On Tuesday, Politico reported that McAdams was among a small group of moderate House members who sought a third option, a motion to censure the president, stopping short of impeachment.

There is absolutely no chance it will happen, but it shows how McAdams is trying to navigate his way out of the bind in which he finds himself.

So now what?

The easy thing, politically, would be for him to vote against impeachment. He could argue that what the president did was wrong, but rather than sew more division, he would trust voters to decide Trump’s fate.

The Democratic base would lose its mind and he would buy himself a primary challenge, but we’ve seen that story play out before with Rep. Jim Matheson who always managed to emerge unscathed, and it’s likely that McAdams would, too, and he would be in a stronger position for re-election.

The flip side, he could ignore the politics — or, depending on your viewpoint, fall in line with party leaders — and vote to impeach.

On the surface, it may not seem like a huge liability. Trump is not popular in the 4th District, winning just 39% of the vote in the 2016 election (which included third-party candidate Evan McMullin). In August, before impeachment ramped up, Trump’s approval rating was just 37% in the district, according to a UtahPolicy poll.

I suspect you could count every one of those Trump supporters who voted for McAdams without taking your shoes off.

The problem is that, according to national polls, Trump’s support has solidified during the impeachment process and, it’s safe to assume, the same is true to some degree in Utah. Some of that likely is the tribal mentality — nobody beats up on our ignoramus except us.

There are also big differences between Watergate and — well, it doesn’t have a name, does it? That’s part of the problem. Trump’s abuse of power is as real, but the scheme is more complex. There’s not a simple burglary at the core — or tapes of the president plotting the coverup, for that matter. A burglary is something the public can grasp. Denying military aid to a country most people couldn’t find on a map isn’t exactly the stuff of “Law & Order” episodes.

A vote to impeach carries a lot more risk of alienating the moderates McAdams relies on. Minutes after articles of impeachment were announced, one of McAdams’ Republican opponents, state Sen. Dan Hemmert, was on Facebook bragging that “I stand with President Trump.”
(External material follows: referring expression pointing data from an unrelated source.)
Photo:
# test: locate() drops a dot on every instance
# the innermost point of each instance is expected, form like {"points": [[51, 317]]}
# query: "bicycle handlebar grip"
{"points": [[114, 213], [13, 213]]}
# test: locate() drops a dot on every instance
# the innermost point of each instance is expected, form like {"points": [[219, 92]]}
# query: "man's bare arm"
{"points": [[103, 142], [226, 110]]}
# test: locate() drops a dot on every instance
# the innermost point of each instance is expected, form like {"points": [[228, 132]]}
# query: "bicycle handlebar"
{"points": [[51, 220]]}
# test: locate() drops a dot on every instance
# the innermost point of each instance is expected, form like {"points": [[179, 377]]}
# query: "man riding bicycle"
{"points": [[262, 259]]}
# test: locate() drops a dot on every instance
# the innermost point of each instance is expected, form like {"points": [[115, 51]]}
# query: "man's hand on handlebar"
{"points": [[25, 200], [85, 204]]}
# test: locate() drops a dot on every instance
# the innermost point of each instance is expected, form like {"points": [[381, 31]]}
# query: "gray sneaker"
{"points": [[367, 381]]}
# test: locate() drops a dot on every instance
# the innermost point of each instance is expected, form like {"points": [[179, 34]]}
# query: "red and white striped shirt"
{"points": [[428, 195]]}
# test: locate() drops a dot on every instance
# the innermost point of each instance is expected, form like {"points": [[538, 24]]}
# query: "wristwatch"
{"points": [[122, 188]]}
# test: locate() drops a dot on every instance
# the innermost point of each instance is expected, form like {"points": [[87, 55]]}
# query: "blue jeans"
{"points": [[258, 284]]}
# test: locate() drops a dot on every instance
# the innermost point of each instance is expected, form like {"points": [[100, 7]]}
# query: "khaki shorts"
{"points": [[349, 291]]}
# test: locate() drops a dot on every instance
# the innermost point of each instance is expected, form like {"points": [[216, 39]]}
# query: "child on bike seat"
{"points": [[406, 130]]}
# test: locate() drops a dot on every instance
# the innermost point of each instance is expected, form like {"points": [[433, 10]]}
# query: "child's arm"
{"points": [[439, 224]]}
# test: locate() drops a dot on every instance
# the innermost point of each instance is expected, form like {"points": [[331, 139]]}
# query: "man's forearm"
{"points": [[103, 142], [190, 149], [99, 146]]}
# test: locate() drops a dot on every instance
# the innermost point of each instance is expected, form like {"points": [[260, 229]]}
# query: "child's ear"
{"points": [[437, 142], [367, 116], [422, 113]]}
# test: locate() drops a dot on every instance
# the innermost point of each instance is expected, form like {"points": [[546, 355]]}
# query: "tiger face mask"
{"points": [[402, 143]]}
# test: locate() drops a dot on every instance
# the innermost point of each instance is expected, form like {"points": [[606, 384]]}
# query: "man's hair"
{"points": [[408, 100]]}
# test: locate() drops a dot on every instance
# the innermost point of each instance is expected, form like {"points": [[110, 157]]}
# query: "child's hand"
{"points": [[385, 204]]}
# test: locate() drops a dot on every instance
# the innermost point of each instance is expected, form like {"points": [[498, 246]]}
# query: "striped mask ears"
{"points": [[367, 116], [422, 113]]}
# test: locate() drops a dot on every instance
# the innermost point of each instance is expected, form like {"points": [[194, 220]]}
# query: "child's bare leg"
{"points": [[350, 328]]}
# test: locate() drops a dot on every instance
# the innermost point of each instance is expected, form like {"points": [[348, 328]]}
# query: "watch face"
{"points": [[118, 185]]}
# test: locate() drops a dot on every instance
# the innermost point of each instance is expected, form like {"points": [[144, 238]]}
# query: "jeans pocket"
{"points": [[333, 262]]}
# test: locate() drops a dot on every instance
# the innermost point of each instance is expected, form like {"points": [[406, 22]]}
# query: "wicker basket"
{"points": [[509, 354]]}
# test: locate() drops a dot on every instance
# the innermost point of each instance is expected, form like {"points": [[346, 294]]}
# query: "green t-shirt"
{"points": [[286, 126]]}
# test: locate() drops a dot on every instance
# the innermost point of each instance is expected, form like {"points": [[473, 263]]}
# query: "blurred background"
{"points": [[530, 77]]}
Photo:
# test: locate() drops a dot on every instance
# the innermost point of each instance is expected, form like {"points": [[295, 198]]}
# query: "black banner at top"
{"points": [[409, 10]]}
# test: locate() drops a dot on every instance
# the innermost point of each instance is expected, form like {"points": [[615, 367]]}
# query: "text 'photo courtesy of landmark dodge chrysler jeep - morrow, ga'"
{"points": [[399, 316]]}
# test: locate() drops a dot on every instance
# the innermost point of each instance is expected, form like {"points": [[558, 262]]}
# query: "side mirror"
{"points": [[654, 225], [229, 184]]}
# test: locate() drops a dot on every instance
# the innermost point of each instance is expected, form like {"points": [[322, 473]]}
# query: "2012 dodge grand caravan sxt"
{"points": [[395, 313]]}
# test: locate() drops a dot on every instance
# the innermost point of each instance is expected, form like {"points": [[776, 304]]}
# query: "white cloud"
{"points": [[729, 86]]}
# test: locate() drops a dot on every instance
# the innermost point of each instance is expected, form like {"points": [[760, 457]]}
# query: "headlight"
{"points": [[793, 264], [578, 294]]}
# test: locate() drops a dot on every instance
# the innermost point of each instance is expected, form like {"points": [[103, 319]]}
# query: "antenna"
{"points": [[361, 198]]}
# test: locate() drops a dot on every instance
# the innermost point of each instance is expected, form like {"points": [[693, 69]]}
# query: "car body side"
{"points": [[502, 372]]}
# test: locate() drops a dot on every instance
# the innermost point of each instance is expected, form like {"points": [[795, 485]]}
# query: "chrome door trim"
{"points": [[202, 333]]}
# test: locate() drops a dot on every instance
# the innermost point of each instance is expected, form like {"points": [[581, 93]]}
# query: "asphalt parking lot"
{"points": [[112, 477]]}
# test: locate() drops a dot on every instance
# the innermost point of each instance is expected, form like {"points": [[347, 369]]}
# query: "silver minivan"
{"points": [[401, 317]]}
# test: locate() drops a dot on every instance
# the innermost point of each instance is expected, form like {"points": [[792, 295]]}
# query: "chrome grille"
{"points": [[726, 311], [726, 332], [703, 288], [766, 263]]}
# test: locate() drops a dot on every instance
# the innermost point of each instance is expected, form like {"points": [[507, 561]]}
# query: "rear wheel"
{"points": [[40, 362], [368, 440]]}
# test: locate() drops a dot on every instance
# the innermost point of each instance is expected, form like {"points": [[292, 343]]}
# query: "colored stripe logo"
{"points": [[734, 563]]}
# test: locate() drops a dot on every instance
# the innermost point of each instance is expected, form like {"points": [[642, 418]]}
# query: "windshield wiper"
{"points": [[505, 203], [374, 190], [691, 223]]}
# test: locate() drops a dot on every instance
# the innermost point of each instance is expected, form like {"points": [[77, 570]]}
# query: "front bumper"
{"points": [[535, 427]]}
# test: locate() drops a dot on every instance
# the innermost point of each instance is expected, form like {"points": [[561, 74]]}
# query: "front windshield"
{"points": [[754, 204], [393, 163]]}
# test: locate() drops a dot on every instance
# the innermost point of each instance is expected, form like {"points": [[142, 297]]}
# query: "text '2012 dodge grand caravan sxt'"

This is a time, however, for McAdams to ignore politics and follow in the footsteps of Wayne Owens regardless of how the election turns out.

“This is the most important vote that I will probably ever cast,” Owens said during the impeachment hearings, “and I want to face that mirror in later years with the peace that will come from knowledge that I gave my best efforts to this inquiry and voted solely upon the dictates of my conscience.”